At Blue Gum you can stay either in the Manor House or in the Mountain View Rooms, both with private verandahs offering spectacular views of the mountains or the beautiful vineyards on the estate. 

Blue Gum has two restaurants, both offering delicious country cuisine made from fresh, locally sourced ingredients but with quite different dining experiences. Blue Gum Restaurant provides a romantic, candlelit, white linen and silver-service setting, while Barke has recently been introduced as a separate family-friendly venue where light lunches can be enjoyed.

Blue Gum is not merely a place for much-needed winter hibernation, it’s also a great place to take in the sights and sounds of the Overberg countryside. Leisurely pursuits such as a morning amble among the Blue Gum trees, an afternoon swim, or a game of boules on the sprawling lawns will have you feeling like an aristocrat of old.
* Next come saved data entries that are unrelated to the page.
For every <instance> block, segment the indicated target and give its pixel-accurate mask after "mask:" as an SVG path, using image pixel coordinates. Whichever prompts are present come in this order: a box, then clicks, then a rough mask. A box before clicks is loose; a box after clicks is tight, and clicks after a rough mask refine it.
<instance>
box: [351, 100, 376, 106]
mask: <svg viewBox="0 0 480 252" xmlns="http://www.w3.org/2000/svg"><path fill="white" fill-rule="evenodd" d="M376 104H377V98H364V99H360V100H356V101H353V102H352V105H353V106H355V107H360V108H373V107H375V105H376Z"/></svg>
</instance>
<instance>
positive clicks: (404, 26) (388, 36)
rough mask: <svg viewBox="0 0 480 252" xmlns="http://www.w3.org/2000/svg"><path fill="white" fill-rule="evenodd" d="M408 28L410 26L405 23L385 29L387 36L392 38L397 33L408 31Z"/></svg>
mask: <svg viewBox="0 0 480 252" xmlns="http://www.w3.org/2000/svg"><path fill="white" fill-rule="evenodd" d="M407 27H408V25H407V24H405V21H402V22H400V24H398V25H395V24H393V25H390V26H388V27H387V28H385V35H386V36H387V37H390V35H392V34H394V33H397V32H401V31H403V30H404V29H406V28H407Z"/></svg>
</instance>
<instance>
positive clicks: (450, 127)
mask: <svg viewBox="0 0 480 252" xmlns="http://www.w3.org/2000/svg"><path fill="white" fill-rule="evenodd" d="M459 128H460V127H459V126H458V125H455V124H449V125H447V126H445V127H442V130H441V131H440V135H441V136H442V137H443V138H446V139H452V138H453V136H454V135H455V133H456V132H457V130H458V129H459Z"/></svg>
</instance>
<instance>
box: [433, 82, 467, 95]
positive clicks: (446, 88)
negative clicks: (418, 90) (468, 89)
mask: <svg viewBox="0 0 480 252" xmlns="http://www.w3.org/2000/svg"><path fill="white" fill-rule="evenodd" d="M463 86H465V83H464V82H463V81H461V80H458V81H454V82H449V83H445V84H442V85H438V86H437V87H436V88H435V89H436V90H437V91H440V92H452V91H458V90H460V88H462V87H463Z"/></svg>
It is with some sadness but also with great gratitude that I bid farewell to my friends in Stanford and head home to Cape Town. Having met some inspirational people and had a wealth of new experiences, I make my promise, one that no doubt countless townies who came here before me have made in vain: I pledge allegiance to the village life, solemnly swearing to pack up and head for the country the moment I’m greeted by the arduous hubbub of the city.